ERROR: serial is not a legal parameter in an Ansible task or handler


On Saturday, August 18, 2012 6:24:42 AM UTC-7, Michael DeHaan wrote:
>
> The follow up to this feature, by the way, is going to be the ability to 
> mark a playbook as "serial: True", which means it will entirely complete a 
> play
> on a single host, before moving on to the next set.
>
> This will probably respect the --forks flag for how many to do at once.
>
> I've filed a ticket for this idea here:  
> https://github.com/ansible/ansible/issues/904
>
>
> On Saturday, August 18, 2012 8:59:59 AM UTC-4, Michael DeHaan wrote:
>>
>> When I first started ansible, one of the things I wanted it to be 
>> exceptionally good at is multi-machine rollouts, where there are 
>> various tiers of application architecture.   This is why you can do 
>> different hosts in different plays and why it is push based -- so you 
>> have really fine grained control about what machines you talk to when. 

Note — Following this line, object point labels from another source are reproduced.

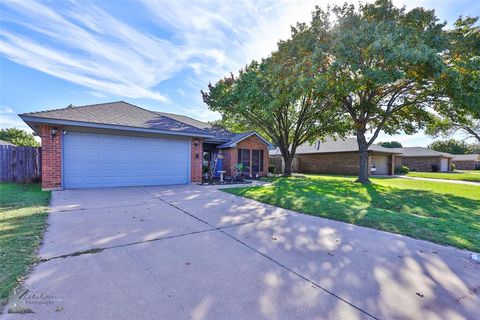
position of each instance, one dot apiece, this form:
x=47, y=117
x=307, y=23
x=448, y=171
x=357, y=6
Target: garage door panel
x=99, y=160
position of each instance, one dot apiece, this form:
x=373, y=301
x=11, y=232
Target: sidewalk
x=441, y=180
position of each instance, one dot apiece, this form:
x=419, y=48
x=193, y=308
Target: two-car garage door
x=102, y=160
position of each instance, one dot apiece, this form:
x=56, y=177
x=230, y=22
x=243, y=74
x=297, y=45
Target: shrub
x=402, y=170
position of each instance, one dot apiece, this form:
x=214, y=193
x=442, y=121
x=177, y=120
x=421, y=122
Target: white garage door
x=380, y=163
x=443, y=164
x=101, y=160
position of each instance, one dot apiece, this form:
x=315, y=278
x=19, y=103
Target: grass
x=466, y=175
x=22, y=222
x=438, y=212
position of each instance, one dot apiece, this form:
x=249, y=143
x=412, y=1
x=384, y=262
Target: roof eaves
x=40, y=120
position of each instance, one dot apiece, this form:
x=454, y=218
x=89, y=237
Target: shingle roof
x=466, y=157
x=5, y=143
x=421, y=152
x=217, y=132
x=121, y=113
x=187, y=120
x=118, y=113
x=330, y=145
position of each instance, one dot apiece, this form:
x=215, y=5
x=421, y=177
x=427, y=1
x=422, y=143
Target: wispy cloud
x=5, y=109
x=112, y=54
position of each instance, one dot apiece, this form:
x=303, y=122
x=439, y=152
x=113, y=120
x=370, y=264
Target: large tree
x=18, y=137
x=382, y=63
x=278, y=97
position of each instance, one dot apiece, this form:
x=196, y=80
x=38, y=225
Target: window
x=244, y=157
x=257, y=160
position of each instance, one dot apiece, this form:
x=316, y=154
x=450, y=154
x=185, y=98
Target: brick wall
x=336, y=163
x=231, y=155
x=466, y=165
x=51, y=158
x=196, y=160
x=420, y=163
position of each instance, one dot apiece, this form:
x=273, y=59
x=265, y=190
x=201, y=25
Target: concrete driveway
x=193, y=252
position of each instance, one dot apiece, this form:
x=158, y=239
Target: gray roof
x=118, y=113
x=421, y=152
x=217, y=132
x=124, y=114
x=241, y=136
x=187, y=120
x=466, y=157
x=332, y=145
x=5, y=143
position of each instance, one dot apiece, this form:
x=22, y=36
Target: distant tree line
x=18, y=137
x=373, y=68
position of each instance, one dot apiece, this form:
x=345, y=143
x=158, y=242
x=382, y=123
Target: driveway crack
x=267, y=257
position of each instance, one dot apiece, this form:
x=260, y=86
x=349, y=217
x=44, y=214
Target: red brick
x=51, y=158
x=196, y=160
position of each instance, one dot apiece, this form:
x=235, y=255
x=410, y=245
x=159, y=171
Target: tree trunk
x=363, y=153
x=287, y=171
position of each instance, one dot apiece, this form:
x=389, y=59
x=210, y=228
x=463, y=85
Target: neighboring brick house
x=423, y=159
x=338, y=156
x=466, y=161
x=119, y=144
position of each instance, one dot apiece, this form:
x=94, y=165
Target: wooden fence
x=20, y=164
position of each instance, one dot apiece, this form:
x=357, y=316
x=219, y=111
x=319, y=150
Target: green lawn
x=438, y=212
x=466, y=175
x=22, y=222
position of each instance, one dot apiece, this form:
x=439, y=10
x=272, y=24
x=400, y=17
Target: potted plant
x=240, y=169
x=205, y=172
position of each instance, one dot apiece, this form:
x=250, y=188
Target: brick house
x=337, y=156
x=119, y=144
x=423, y=159
x=466, y=161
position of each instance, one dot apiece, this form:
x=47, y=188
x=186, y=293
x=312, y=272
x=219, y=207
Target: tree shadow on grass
x=440, y=218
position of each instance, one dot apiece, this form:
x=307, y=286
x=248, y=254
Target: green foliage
x=18, y=137
x=278, y=97
x=378, y=62
x=402, y=170
x=23, y=215
x=240, y=168
x=391, y=144
x=451, y=146
x=460, y=82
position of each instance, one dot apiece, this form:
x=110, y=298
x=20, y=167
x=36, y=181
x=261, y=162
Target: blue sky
x=156, y=54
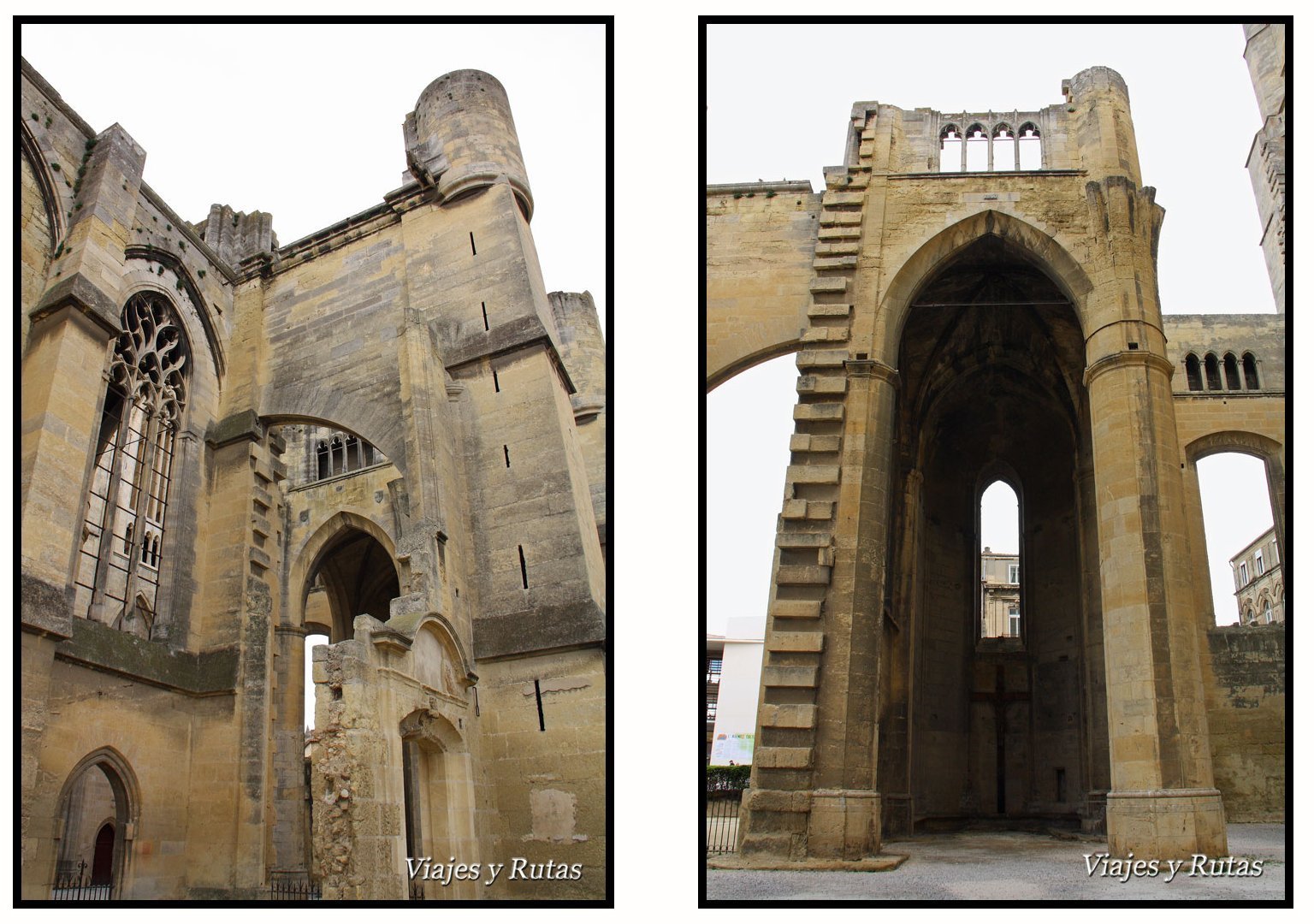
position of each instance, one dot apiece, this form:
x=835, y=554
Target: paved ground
x=1015, y=867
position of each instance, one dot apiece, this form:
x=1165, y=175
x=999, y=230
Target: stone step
x=849, y=232
x=829, y=311
x=804, y=575
x=826, y=334
x=811, y=443
x=835, y=284
x=796, y=609
x=796, y=642
x=803, y=539
x=821, y=385
x=840, y=218
x=835, y=198
x=774, y=674
x=794, y=759
x=821, y=412
x=820, y=358
x=838, y=250
x=813, y=475
x=792, y=715
x=835, y=264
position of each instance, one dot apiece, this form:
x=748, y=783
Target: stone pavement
x=1007, y=865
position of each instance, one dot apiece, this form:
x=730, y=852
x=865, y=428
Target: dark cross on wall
x=1000, y=698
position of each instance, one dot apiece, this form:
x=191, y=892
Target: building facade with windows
x=733, y=673
x=1260, y=589
x=388, y=433
x=1002, y=600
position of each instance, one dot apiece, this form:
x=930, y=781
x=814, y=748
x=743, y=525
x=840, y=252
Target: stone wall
x=1247, y=720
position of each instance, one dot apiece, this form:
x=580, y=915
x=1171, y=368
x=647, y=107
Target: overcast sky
x=305, y=121
x=1194, y=116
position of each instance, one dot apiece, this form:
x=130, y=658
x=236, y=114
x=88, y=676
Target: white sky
x=305, y=121
x=1192, y=154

>>   One of the things that doesn't quite fall into this model though is 
>> when you have to talk to monitoring servers or load balancers.   Until 
>> today. 
>>
>> Generally speaking, the new option on a task 'delegate_to', allows a 
>> command to be run on a specified address with reference to the address 
>> of each host selected in the play.   This is one of the last missing 
>> pieces missing to orchestrate some pretty impressive steps. 
>>
>> Here's a super trivial example: 
>>
>> --- 
>> - hosts: foo 
>>
>>   tasks: 
>>
>>   - name: on actual host 
>>     action: command echo hi mom ($inventory_hostname) 
>>
>>   - name: delegated 
>>     action: command echo hi mom ($inventory_hostname) 

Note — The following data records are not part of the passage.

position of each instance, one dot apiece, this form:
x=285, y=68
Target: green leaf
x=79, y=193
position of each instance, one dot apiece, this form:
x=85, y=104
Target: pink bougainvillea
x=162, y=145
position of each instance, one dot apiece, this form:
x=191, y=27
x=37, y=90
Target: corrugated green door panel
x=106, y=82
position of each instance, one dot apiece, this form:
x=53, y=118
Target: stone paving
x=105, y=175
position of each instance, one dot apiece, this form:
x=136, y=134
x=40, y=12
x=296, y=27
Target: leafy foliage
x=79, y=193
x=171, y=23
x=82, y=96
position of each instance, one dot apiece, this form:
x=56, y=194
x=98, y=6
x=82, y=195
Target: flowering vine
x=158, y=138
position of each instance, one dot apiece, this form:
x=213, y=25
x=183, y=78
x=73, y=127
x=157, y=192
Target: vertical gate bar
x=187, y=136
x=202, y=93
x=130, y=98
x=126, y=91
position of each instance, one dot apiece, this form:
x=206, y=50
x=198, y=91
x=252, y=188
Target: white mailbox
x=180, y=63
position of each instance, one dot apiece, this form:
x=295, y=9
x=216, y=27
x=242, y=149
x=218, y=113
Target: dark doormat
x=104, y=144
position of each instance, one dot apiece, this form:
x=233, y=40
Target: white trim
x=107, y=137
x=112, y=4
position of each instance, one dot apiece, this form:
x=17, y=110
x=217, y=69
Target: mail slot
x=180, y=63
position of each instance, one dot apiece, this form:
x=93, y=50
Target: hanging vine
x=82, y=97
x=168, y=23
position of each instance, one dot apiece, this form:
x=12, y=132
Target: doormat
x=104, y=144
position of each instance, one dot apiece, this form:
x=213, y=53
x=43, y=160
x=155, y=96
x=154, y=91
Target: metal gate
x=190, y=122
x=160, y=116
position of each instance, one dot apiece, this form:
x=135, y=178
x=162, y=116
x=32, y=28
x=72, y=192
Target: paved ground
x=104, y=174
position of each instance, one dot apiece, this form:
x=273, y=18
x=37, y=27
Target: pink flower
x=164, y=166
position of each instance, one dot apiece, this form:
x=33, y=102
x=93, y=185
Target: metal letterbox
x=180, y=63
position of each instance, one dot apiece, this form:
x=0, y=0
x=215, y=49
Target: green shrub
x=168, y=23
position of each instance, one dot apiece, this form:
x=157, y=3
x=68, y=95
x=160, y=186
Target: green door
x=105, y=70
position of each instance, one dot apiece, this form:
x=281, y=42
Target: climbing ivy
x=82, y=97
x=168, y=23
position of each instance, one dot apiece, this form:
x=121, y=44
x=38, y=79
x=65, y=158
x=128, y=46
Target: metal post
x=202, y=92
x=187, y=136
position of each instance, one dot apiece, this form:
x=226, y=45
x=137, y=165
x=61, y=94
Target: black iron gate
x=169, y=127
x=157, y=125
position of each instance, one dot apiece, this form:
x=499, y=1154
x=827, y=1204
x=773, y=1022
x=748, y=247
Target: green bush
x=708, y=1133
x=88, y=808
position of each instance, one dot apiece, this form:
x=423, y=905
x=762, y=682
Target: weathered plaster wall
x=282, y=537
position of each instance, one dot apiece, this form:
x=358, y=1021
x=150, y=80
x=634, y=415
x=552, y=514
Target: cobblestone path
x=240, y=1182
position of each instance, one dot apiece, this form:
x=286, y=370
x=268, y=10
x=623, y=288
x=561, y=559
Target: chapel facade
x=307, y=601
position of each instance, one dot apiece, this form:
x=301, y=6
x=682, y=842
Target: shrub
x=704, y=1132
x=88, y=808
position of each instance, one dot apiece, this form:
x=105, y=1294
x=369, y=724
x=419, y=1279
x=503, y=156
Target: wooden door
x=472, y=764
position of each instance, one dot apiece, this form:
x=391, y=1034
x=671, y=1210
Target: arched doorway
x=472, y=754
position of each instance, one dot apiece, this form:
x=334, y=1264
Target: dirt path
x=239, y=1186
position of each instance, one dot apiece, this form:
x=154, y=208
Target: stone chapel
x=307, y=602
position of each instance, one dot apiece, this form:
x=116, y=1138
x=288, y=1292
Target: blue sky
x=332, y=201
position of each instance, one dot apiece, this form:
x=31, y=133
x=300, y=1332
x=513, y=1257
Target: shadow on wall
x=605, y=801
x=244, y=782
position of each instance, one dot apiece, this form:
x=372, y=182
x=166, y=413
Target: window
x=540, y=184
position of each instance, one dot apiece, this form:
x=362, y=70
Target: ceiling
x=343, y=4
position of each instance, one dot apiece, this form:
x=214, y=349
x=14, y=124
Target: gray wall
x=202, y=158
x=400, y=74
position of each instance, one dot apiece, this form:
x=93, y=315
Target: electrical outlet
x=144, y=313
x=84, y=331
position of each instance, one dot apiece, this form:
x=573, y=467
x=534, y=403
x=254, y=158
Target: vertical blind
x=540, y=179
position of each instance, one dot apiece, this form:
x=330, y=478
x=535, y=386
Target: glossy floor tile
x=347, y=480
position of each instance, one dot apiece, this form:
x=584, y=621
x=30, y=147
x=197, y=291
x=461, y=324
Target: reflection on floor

>>     delegate_to: 127.0.0.1 
>>
>>
>> What will happen is the first step will run just like normal, executed 
>> on all hosts in the group "foo". 
>>
>> The second task, however, will run one time for each host on group 
>> "foo", but every single command will run on 127.0.0.1 with reference 
>> to the variables normally available to the other hosts. 
>>
>> A more real world example, illustrating the usage of two different 
>> connection types, would be: 
>>
>>
>> --- 
>> - hosts: foo 
>>   connection:local 
>>
>>   tasks: 
>>
>>   - name: start outage window 
>>     action:  /usr/bin/start_outage_window $inventory_hostname 20m 
>>     delegate_to: 127.0.0.1 
>>
>> - hosts: foo 
>>
>>   - name: do something important 
>>     action: service name=blarg state=stopped 
>>
>>   # other stuff here 
>>
>>
>> So, I hope that gives the general idea of what delegate_to is capable 
>> of.    It's really open-ended, so you could technically integrate it 
>> with a power management script, pizza ordering, pretty much anything. 
>>
>> I think the next step here that would be really really interesting is 
>> if we start seeing modules written (and hopefully added to core) for 
>> talking with various monitoring servers and load balancers.   I've 
>> already talked with a few people of getting some of the nagios 
>> interaction from Func/Taboot ported over, but I think there's room for 
>> a lot more -- so if you have any ideas for modules that could take a 
>> lot of advantage of this, let me know!